Monday, December 1, 2014

Bad to the Bone

I woke up a little past 7 o’clock this morning and got a whiff of something rancid.  Ohmyword.  The smell.  Ronan was still asleep when I sniffed what I sniffed, but I immediately thought, Oh no.  Ronan pooped sometime in the middle of the night.  Poor kid.  I’ll have to wake him up to change his diaper. 

I walked into Ronan’s room and the smell disappeared.  The source of the stink was coming from another direction. 

After changing Ronan, I walked toward the kitchen.  The smell permeated through the kitchen and our den.  Was it the garbage can? 

No, but I took the garbage out anyway.  Strange.  The garage smelled awful too.  My gosh!  What is that smell?

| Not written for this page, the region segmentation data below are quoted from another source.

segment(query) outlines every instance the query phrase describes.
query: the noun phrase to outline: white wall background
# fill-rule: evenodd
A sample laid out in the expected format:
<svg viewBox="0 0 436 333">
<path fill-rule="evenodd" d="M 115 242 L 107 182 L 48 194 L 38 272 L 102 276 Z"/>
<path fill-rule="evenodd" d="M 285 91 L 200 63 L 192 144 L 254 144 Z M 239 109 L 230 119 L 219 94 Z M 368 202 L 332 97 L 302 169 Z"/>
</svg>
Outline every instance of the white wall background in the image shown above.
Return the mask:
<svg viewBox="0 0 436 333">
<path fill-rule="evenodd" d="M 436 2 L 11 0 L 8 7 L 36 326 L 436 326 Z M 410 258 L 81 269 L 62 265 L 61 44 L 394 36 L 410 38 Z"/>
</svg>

I called my husband, “Hey, I think something died in the garage.  Call me back when you get a chance.”

When I came back inside, Big Sis came around the corner.  “Mom!  You left the stove on…all night?!”  I nodded and said, “Honey, it’s bone broth.  You’re supposed to cook it for hours and hours and hours.”

I repeated that first sentence in my head:  …it’s the bone broth…

No.  It couldn’t be the bone broth making that smell. 

Could it?

No.  That stuff is all healthy stuff.  And we’re going to eat it when it’s ready.  It can’t be what’s so stinky. 

Could it?

Ummm…



I quickly opened up Facebook and wrote this: 

Bone Broth people...the aroma from the broth as it simmers quietly on the stove, is it supposed to smell like one hundred small woodland creatures up and died in my kitchen? Good night, Irene! The smell! Ugh! And gag! And ugh! What did I do wrong???

I got responses instantly.  Some were reassuring.  Friends said I was doing a “great job, mama!” because their bone broth also produces a pungent “roadkill” and “carcassy” smell while it's cooking.  

Whew!  I thought. 

But then, not everyone agreed.  Other friends’ bone broth did not reek or smell disgusting like mine smelled.  Those friends said that their bone broth smelled fabulous!  fantastic! great!  amazing even!

Oh dear.  There were too many conflicting opinions.  And none of them were reducing the smell wafting through my home.

If I wanted the smell of rotten woodland creatures to vacate my house, I had to do one thing:  get rid of the bone broth. 

I cut the cooking time short for this batch of bone broth.  I had to—the stink was just too much.  I turned off the heat.  I let the broth simmer.  I took the bones out of the dutch oven, put them in a garbage bag and dumped the ridiculousness in the garbage can outside. 

Back inside, I poured the broth into a large glass bowl once it cooled, and covered it.  Not one for wasting anything, I put the bowl of simmered bone broth in the refrigerator.  My plan is to try a taste of it.  Later though.  I don’t know if I can stomach eating it while the carcass smell lingers. 

Fast forward a few hours…


I left a window open all day to get some fresher smelling air into the house.  I also diffused some Purification oil, which I can assure you was bought online, so that my house can lose some of the dead woodland creatures stank that I can still smell.  

I haven’t tried the broth yet.  I promise I will do that.  But that'll happen on another day when things don’t smell so bad to the bone. 

xo, Cat


*Apologies to Ronan for assuming his diaper was the stinky culprit.  And apologies to any woodland creatures that I may have offended in this post.